# Machine Learning

In this file, instructions how to approach the challenge can be found.

We are going to work on different types of Machine Learning problems:

- **Regression Problem**: The goal is to predict delay of flights.
- **(Stretch) Multiclass Classification**: If the plane was delayed, we will predict what type of delay it is (will be).
- **(Stretch) Binary Classification**: The goal is to predict if the flight will be cancelled.

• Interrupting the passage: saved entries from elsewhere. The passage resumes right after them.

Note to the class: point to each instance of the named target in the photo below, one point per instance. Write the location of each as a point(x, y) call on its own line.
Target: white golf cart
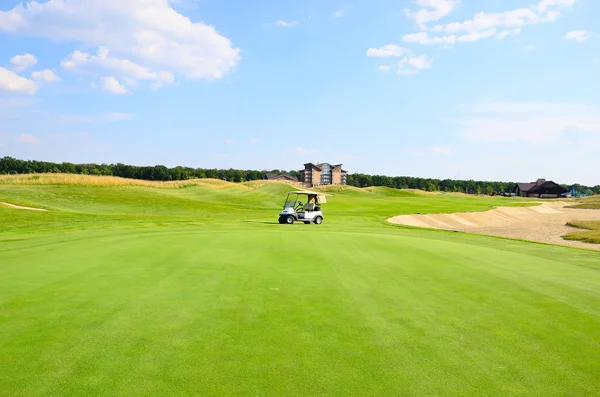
point(307, 212)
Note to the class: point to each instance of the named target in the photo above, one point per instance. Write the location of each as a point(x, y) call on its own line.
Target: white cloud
point(578, 35)
point(431, 11)
point(475, 36)
point(128, 71)
point(45, 75)
point(304, 151)
point(441, 150)
point(107, 117)
point(423, 38)
point(22, 62)
point(28, 139)
point(286, 24)
point(408, 64)
point(421, 62)
point(498, 122)
point(12, 82)
point(486, 25)
point(412, 64)
point(390, 50)
point(112, 85)
point(149, 32)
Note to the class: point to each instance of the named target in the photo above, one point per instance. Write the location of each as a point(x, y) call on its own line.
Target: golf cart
point(307, 212)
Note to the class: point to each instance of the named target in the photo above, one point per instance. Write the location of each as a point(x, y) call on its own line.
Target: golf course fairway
point(197, 291)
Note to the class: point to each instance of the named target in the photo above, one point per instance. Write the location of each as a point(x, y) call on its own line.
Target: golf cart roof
point(308, 192)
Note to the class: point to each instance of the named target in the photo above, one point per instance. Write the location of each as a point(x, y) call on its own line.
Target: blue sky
point(489, 90)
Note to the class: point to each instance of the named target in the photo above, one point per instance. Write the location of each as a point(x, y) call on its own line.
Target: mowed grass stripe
point(227, 313)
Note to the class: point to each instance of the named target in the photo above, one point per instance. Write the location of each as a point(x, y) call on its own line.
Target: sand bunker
point(544, 223)
point(20, 207)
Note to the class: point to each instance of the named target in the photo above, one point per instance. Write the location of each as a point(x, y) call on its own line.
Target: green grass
point(592, 203)
point(590, 234)
point(132, 290)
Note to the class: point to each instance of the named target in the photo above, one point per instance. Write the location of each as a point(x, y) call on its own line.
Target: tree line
point(451, 185)
point(9, 165)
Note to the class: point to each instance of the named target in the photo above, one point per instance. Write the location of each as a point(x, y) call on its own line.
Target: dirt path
point(20, 207)
point(544, 223)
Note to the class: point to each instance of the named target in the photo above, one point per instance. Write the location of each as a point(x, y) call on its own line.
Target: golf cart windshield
point(291, 201)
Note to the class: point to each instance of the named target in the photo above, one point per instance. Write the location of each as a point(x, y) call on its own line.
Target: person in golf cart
point(295, 210)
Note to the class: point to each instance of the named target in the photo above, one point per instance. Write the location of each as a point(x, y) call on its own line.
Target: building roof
point(539, 186)
point(526, 186)
point(314, 166)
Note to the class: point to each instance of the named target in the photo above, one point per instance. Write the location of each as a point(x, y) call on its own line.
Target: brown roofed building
point(323, 174)
point(540, 189)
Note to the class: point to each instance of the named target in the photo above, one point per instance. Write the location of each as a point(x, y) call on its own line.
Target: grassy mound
point(590, 234)
point(139, 290)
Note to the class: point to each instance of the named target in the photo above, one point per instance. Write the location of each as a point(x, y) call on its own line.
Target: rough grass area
point(96, 180)
point(591, 234)
point(135, 291)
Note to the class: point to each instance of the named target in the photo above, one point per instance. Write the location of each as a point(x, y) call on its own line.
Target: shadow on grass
point(263, 222)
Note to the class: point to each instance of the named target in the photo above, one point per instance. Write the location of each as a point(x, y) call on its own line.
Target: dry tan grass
point(92, 180)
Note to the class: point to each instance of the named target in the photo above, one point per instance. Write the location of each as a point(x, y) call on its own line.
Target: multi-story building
point(323, 174)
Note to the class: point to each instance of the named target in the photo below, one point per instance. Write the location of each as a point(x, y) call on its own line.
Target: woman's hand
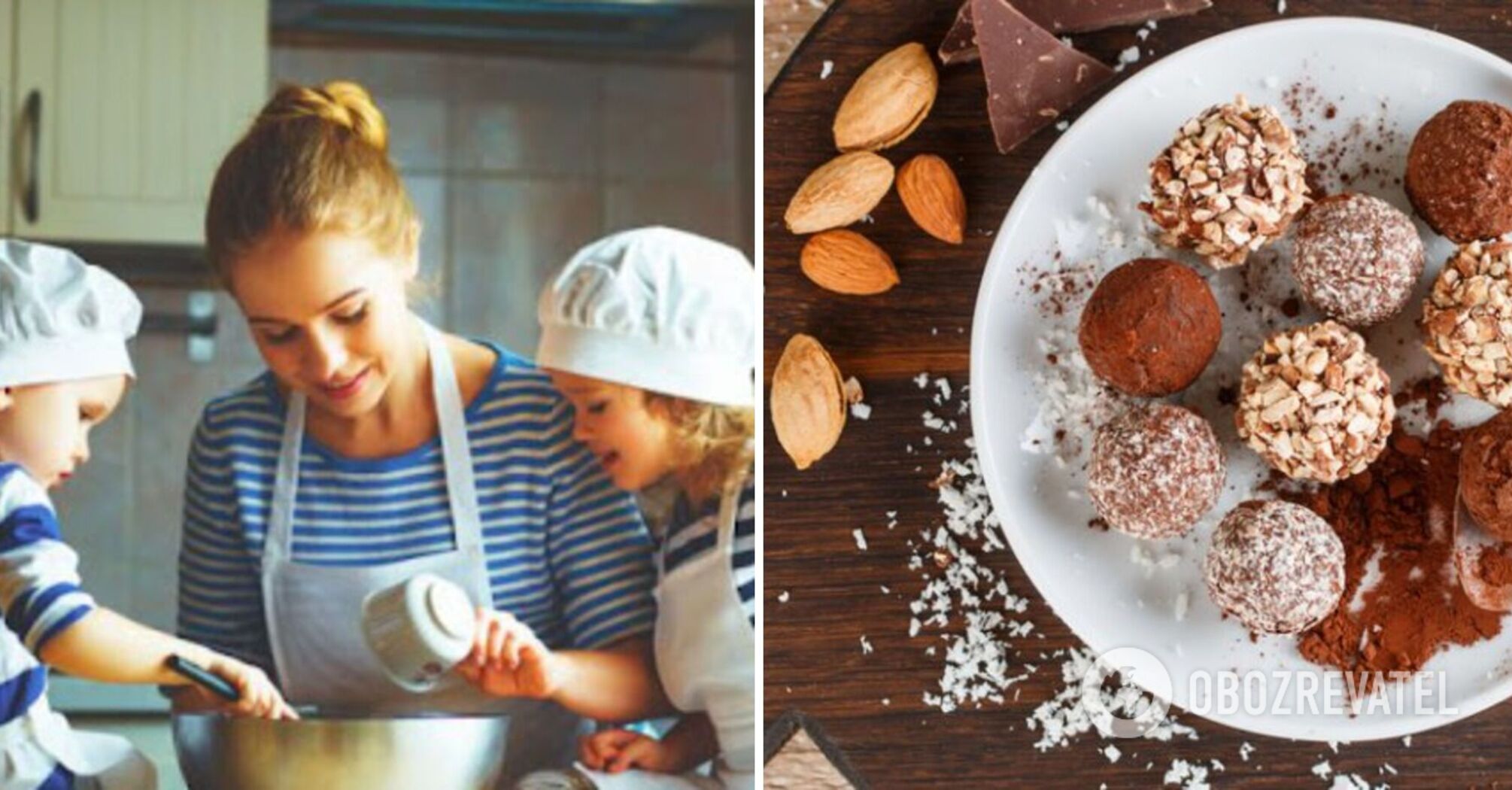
point(510, 661)
point(259, 695)
point(615, 751)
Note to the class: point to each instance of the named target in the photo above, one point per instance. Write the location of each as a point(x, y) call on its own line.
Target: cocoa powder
point(1399, 510)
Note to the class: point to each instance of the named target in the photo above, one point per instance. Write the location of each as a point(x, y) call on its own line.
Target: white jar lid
point(451, 610)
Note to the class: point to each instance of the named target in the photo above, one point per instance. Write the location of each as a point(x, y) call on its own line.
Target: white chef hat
point(61, 318)
point(657, 309)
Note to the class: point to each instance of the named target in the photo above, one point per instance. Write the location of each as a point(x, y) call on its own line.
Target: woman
point(375, 448)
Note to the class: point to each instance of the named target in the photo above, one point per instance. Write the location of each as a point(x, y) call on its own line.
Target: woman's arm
point(615, 685)
point(220, 588)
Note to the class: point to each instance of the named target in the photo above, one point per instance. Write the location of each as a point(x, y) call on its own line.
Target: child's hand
point(621, 749)
point(510, 661)
point(259, 695)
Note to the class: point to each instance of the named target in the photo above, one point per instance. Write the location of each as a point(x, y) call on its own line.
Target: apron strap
point(278, 539)
point(462, 486)
point(729, 510)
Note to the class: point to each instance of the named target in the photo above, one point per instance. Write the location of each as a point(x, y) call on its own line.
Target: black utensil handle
point(215, 683)
point(31, 208)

## Main Task: Regression Problem

The target variable is **ARR_DELAY**. We need to be careful which columns to use and which don't. For example, DEP_DELAY is going to be the perfect predictor, but we can't use it because in real-life scenario, we want to predict the delay before the flight takes of --> We can use average delay from earlier days but not the one from the actual flight we predict.  

For example, variables **CARRIER_DELAY, WEATHER_DELAY, NAS_DELAY, SECURITY_DELAY, LATE_AIRCRAFT_DELAY** shouldn't be used directly as predictors as well. However, we can create various transformations from earlier values.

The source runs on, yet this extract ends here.